I recently came across an intriguing quote from the second century Roman emperor Marcus Aurelius, who asked, “You see how few things you have to do to live a satisfying and reverent life?”
The question got me thinking about what things I would consider necessary for such a life. And so, before I could overthink my answer, I grabbed a pen and jotted a list into my journal:
Spend time in nature.
Move my body.
Enjoy good food.
Do good work.
Love my people.
Pet my dog.
It’s a remarkably short and pedestrian list, which perhaps means I’m the most boring person in existence. Or, maybe it means I don’t need to do much at all to live a satisfying and reverent life.
Turns out, my criteria for living a satisfying and reverent life don’t include fame or notice, worldly success, accolades or achievement. I need not travel to exotic locales or rub shoulders with influential people. I don’t have to climb ladders, set goals or check boxes. I don’t need an impressive job title, good connections, a big salary, a fancy house or name-brand shoes.
Truthfully, everything I need for a life of satisfaction and reverence is already right here in abundance — within my own self, in my own backyard, in my own community:
Fresh air. Nourishing food. Meaningful work. Beauty. Connection. Curiosity. Love.
A few days ago Brad and I were sitting on the back patio with our son Noah, who will be a high school senior next fall. We were having a conversation about jobs and vocations, and Noah had asked my husband and me if we thought it would be possible to afford to live in a tiny house on an annual salary of around $35,000. “It might be possible,” Brad answered, “depending on what part of the country you were living in and what other expenses you had.”
“Good,” Noah declared. “That means I might be able to work part-time, or at least less than full-time, so I’ll have more time to do what I want to do.”
“What do you mean, work part-time?” I replied, aghast. “What kind of ambition is that? Your father and I certainly aren’t going to pay to send you to college so you can work part-time!”
Here’s the irony: I responded to Noah without considering the fact that I have two college degrees and have worked part-time for the last 18 years.
I also made these remarks forgetting that just a few days earlier, the criteria I’d listed for living a full life looked a lot like what Noah was imagining.
Turns out, it’s one thing to pen a quaint list into my journal. It’s another thing entirely to consider what non-traditional choices might look like in the life of my own kid. In responding to my son’s musings about what he might like his adult life to look like, I had automatically defaulted to both society’s and my own long-held definition of “success.”

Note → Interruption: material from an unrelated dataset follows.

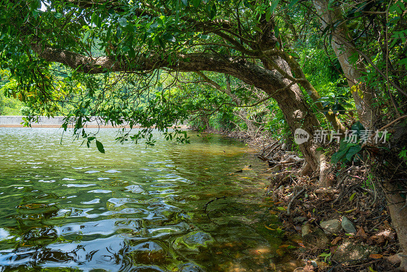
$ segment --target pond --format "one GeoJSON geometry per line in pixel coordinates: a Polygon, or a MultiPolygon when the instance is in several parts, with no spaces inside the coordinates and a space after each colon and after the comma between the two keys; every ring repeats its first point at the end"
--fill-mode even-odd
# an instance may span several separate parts
{"type": "Polygon", "coordinates": [[[146,149],[116,133],[100,131],[102,154],[67,132],[61,145],[60,129],[0,128],[0,270],[274,271],[288,261],[283,234],[265,227],[278,223],[247,146],[191,132],[190,144],[156,133],[146,149]]]}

Whether part-time work and a tiny house will actually be realistic options for Noah someday isn’t really the heart of the matter here. The heart of the matter, I’m beginning to understand, is that the definition of a satisfying and reverent life won’t necessarily look the same for everyone, nor will it necessarily mirror our culture’s ever-increasing “be more, do more, earn more, have more” expectations.

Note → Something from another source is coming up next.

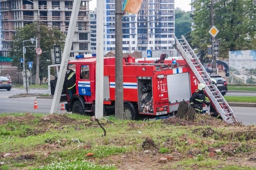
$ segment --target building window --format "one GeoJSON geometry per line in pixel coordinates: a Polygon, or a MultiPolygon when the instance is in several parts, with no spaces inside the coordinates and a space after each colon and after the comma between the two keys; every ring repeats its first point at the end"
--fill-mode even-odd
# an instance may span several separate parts
{"type": "Polygon", "coordinates": [[[78,33],[78,40],[79,41],[88,40],[88,33],[87,32],[78,33]]]}
{"type": "Polygon", "coordinates": [[[88,43],[87,42],[79,43],[79,50],[88,50],[88,43]]]}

A few days after that back patio conversation, I thought again about the emperor’s question as I lay in the hammock, watching the clouds wisp across a sapphire sky, listening to a singsonging trio of goldfinches as they came and went at the feeder. The hammock rocked like a cradle in the spring breeze. I could feel the sun-warmed fabric beneath my bare legs. Above my head, seed pods dangled from the branches of the river birch tree like tassels on a Chinese lantern.
Do you see how few things you have to do to live a satisfying and reverent life?
I think I do. I think maybe, on the cusp of my 49th year, I am finally beginning to see.